Method of Credit Fraud Detection by Combining Sub-graph Selection and Neighborhood Filtering

doi:10.3778/j.issn.1673-9418.2402040

Abstract

Abstract: Credit fraud detection is a hot and difficult research topic in the field of financial fraud detection, especially fraud detection in the scenario of large-scale financial credit transactions. However, the extremely uneven distribution of fraudster nodes in the credit fraud review process and the problem of fraudster nodes disguising themselves have always been important challenges. Therefore, researchers propose a graph neural network model that integrates reconstruction subgraph selection and reinforced neighborhood filtering (RSRF-GNN) for large-scale Internet financial credit dynamic graphs. In order to improve the effectiveness of credit fraud audit, this method first defines the unbalanced distribution of the number of fraudsters and fraud camouflage problem from the data perspective. Then, according to the node category and access degree information design, the balance subgraph selection module is reconstructed to solve the unbalanced distribution of the number of fraudsters. Next, for the fraud camouflage problem, researchers introduce the reinforcement learning framework and design a neighborhood filtering module embedded in dynamic filtering neighborhood nodes. In addition, researchers design an edge aggregation module to aggregate the neighborhood edge embedding of central nodes, further enriching the expression of neighborhood embedding information of central nodes. Finally, experimental verification is conducted on a real dataset DGraph-Fin, and the results show that the RSRF-GNN model proposed in this paper has significantly improved the effectiveness compared with existing models. The RSRF-GNN model is improved by 5 to 8 percentage points in AUC and 18 to 29 percentage points in AP score, which is a significant advantage in model performance.
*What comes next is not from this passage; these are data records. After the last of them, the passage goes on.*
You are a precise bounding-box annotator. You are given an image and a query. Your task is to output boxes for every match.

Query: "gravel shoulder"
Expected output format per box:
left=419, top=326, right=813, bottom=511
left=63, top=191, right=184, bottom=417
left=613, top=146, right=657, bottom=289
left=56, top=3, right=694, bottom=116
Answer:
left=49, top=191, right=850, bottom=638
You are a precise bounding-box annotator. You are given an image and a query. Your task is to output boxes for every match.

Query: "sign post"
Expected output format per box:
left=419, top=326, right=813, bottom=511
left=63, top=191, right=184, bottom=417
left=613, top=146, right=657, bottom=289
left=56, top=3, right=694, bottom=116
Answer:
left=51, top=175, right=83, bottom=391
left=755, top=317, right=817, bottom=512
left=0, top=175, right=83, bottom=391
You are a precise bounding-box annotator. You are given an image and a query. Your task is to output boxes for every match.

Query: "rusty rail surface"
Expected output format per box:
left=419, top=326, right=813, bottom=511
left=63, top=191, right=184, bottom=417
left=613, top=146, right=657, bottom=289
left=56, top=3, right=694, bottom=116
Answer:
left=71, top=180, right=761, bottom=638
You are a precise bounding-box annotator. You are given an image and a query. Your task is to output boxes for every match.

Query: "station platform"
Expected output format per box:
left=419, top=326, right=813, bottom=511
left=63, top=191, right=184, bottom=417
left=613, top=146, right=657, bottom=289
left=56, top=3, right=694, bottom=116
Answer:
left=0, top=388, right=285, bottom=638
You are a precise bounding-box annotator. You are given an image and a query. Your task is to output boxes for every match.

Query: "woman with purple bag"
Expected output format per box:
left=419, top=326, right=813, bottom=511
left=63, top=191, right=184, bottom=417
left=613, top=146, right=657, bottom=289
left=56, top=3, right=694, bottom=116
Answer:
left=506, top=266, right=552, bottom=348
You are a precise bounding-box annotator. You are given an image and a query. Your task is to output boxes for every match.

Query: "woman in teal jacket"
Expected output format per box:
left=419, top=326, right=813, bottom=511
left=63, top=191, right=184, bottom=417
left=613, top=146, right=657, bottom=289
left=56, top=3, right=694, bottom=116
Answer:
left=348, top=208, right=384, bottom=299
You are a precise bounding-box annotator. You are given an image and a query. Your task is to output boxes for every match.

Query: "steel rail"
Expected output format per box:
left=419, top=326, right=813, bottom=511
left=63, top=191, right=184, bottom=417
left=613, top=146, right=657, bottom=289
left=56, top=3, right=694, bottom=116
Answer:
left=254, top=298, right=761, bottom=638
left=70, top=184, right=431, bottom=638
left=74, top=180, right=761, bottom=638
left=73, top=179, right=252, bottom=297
Key words: credit fraud detection, large-scale dynamic graph, distribution imbalance, fraud disguise, graph neural network

摘要： 信贷欺诈审核是金融欺诈检测领域的研究热点与难点，尤其是大规模金融信贷交易场景下的欺诈检测问题。然而，信贷欺诈审核过程中的欺诈者类节点数量分布极不平衡和欺诈者节点伪装自身问题一直是其所面临的重要挑战。基于此，面向大规模互联网金融信贷动态图提出融合重构子图选择和强化邻域过滤的图神经网络（RSRF-GNN）模型，以提高信贷欺诈审核的有效性。该方法从数据角度定义欺诈者数量分布不平衡和欺诈伪装问题。依据节点类别和出入度信息设计重构平衡子图选择模块以解决欺诈者数量分布不平衡问题。针对欺诈伪装问题，设计动态过滤邻域节点嵌入的邻域过滤模块。设计了边聚合模块聚合中心节点的邻域边嵌入，进一步提高中心节点邻域嵌入信息表达效果。为验证RSRF-GNN模型的有效性，在真实数据集DGraph-Fin上进行实验，结果表明RSRF-GNN模型在有效性方面比现有模型有较大提升。RSRF-GNN模型在AUC上提高了5~8个百分点，AP分数表现提高了18~29个百分点，模型性能优势显著。

关键词: 信贷欺诈审核, 大规模动态图, 分布不平衡, 欺诈伪装, 图神经网络

TANG Xiaoyong, WANG Haodong. Method of Credit Fraud Detection by Combining Sub-graph Selection and Neighborhood Filtering[J]. Journal of Frontiers of Computer Science and Technology, 2025, 19(2): 465-475.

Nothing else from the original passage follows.